The Internet and the financial blogosphere have made tracking the moves of large, institutional investors increasingly accessible to individual investors. Indeed a whole range of sites has emerged to allow investors to track the moves of both institutional and individual investors alike.

We have written previously why investors should examine their own investment process before wholeheartedly embracing this approach of ‘piggyback’ or ‘coattail’ investing. A recent article in the Wall Street Journal by Dana Cimilluca illustrates how some large investors have been burned trying to bottom fish recently in the financial sector. The subprime mortgage fiasco and the subsequent credit crisis has made a number of supposedly smart investors look pretty dumb.

The danger for individual investors is evident. If you had blindly followed the so-called ‘smart money’ into any number of financial stocks in the past couple months you would in all likelihood be sitting on unrealized losses. There will be a bottom in financial stocks some time, there always is. Some of these bottom fishing candidates may turnaround, others might not make it. The question is whether you will have the patience, and capital, to withstand the volatility in the meantime.
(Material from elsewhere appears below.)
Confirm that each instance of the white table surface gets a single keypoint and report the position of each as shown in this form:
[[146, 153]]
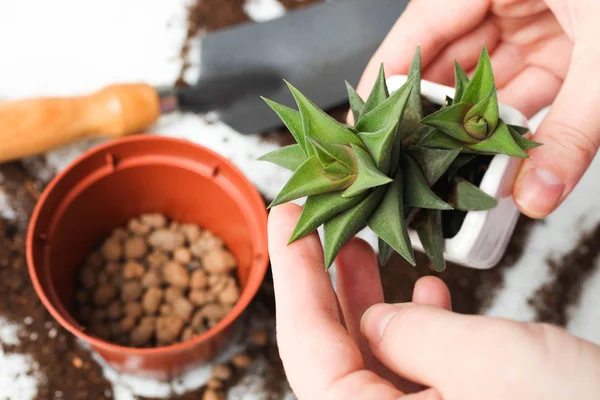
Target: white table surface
[[69, 47]]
That is not to say there is not something to be learned from the moves of prominent investors. The ongoing challenge for investors, large and small alike, always is to how to generate your own original investment ideas. Otherwise when difficult times occur, and they will, how else will you know how to react? If you are looking to the pages of the Wall Street Journal or your favorite blogs for stock picks, you will in all likelihood be disappointed.